Our eldest son was due to start school a year ago, but we didn’t feel he was quite ready for the classroom. He’s an August baby, so very young for his age group, and with all the Covid restrictions in place last September my husband and I just felt it was wrong. So we started homeschooling him, thinking it would be for just a couple of months. Then we fell in love with it.
It was going so well that we decided to carry on teaching him ourselves throughout what would have been his Reception year. We did this both at home in Solihull, in the West Midlands, and also while travelling through different parts of the country. When Covid restrictions permitted, we worked our way through the Cotswolds, Bath, Norfolk, the Lake District and Northumbria. We stayed in Airbnbs, lodges and hotels, and ensured our now-five-year-old son and his three-year-old sister were out and about in nature as much as possible.
My husband and I run our own children’s music education business, Music Monsters, which means we can work remotely for the most part. I’m 31 and my husband is 33, and neither of us had done much travelling before. We didn’t actually place a great deal of value on travel until the pandemic arrived and meant we could no longer go anywhere. As it did for so many people, being stuck at home opened our eyes to the fact that life is truly for living. It also opened our eyes to the number of families who, like us, have chosen a different kind of education for their children.
That’s how we stumbled across the idea of worldschooling our children – keeping them out of mainstream schools and showing them as many countries as we can. This isn’t a vague aspiration. Our third child is due in October and next spring we hope to take all three on a month-long journey around Italy. The plan is to spend a week on the coast in the north, two weeks touring Rome, Pisa, Florence and Sicily, and then perhaps ending up at Lake Garda for a week. We’ll hop between Airbnbs in the cities and out in the countryside we have found a family-run vineyard where we can immerse ourselves in the culture.
It will be more than a holiday. Our son, who would otherwise have been starting in Year One this term, will learn about Italy’s rich musical history while we are there. He’ll absorb other knowledge naturally, learning through experience rather than in a classroom. The journey will also inform our own teaching; we plan to fill our Music Monster classes with the music we discover.
We’ve never travelled with a baby before, but we have big ambitions for future trips after this one. Covid willing, we’d like to go further afield to Bali and Australia. We want to live life well and show our children how you can make your own fun, enjoyment and education. These are the values and beliefs we hope to instil in them. We’re thinking of alternating one month away with one month back in Solihull. We want to keep our base here but not be restricted by it – it feels like an exciting new form of freedom.
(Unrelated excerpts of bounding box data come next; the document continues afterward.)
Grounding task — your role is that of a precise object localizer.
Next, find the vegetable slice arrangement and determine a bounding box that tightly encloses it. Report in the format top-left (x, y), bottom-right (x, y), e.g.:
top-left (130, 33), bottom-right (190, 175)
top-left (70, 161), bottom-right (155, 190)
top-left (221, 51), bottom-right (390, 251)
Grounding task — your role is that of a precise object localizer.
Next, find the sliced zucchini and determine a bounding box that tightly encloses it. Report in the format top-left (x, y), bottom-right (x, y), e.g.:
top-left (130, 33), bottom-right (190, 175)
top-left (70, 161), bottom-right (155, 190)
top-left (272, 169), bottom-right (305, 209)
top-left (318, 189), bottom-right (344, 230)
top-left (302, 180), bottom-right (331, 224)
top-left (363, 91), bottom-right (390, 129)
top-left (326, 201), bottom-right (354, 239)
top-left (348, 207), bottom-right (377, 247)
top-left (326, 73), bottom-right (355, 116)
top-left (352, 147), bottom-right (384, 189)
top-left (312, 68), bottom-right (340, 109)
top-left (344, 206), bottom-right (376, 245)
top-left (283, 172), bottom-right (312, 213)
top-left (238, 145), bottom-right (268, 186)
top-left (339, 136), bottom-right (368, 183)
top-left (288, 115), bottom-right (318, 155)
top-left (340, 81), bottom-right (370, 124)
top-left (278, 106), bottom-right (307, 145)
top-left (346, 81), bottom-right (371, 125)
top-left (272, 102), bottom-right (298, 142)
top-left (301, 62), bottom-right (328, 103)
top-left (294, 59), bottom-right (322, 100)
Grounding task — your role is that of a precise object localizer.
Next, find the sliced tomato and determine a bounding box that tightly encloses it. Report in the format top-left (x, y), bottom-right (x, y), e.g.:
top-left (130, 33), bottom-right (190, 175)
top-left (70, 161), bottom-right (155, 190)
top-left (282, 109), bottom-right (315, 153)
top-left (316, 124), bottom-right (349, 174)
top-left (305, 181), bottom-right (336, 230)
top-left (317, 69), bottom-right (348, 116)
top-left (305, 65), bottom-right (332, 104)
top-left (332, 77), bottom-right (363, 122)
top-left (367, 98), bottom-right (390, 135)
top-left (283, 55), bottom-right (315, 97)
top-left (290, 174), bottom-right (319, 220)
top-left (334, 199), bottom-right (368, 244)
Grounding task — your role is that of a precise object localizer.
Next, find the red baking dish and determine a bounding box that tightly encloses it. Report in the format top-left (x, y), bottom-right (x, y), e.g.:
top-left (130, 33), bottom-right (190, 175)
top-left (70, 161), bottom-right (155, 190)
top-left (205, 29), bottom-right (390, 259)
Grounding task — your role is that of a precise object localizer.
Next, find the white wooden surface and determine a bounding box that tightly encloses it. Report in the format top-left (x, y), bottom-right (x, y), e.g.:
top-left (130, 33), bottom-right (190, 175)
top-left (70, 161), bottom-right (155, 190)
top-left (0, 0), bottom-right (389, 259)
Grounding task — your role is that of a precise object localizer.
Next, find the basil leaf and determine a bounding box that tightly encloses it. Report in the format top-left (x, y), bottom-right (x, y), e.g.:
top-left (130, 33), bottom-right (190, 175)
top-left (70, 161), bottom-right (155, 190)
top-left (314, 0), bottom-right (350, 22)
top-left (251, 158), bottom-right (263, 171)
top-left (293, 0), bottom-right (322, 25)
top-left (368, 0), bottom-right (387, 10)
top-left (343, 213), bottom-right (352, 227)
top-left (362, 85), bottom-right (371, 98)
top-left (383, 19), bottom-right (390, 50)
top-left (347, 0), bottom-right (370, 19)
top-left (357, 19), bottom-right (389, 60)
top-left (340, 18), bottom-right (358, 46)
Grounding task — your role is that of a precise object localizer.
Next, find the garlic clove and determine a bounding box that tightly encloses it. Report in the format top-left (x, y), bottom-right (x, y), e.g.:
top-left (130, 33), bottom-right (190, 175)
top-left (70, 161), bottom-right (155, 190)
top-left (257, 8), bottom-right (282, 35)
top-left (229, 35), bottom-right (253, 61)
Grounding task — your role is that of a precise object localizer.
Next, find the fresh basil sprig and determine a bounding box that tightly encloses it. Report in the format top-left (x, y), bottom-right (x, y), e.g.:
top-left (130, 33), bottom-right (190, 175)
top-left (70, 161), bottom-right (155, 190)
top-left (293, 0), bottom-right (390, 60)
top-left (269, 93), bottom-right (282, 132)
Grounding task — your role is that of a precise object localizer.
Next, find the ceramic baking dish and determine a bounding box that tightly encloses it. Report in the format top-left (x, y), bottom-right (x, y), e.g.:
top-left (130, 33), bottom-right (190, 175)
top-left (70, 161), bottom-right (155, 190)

I know the idea of living like this is not a mainstream one. When I tell other people, they sometimes worry whether it’s sustainable long-term. Some naturally recoil at the thought of travelling with three young children. But most have been very supportive and have even told us they wish they could do the same.
There’s an active community of other families doing just this online, so we can see what’s possible. But we haven’t actually told our children yet, as life under Covid is still too unpredictable. All we can do is take each term and trip as it comes.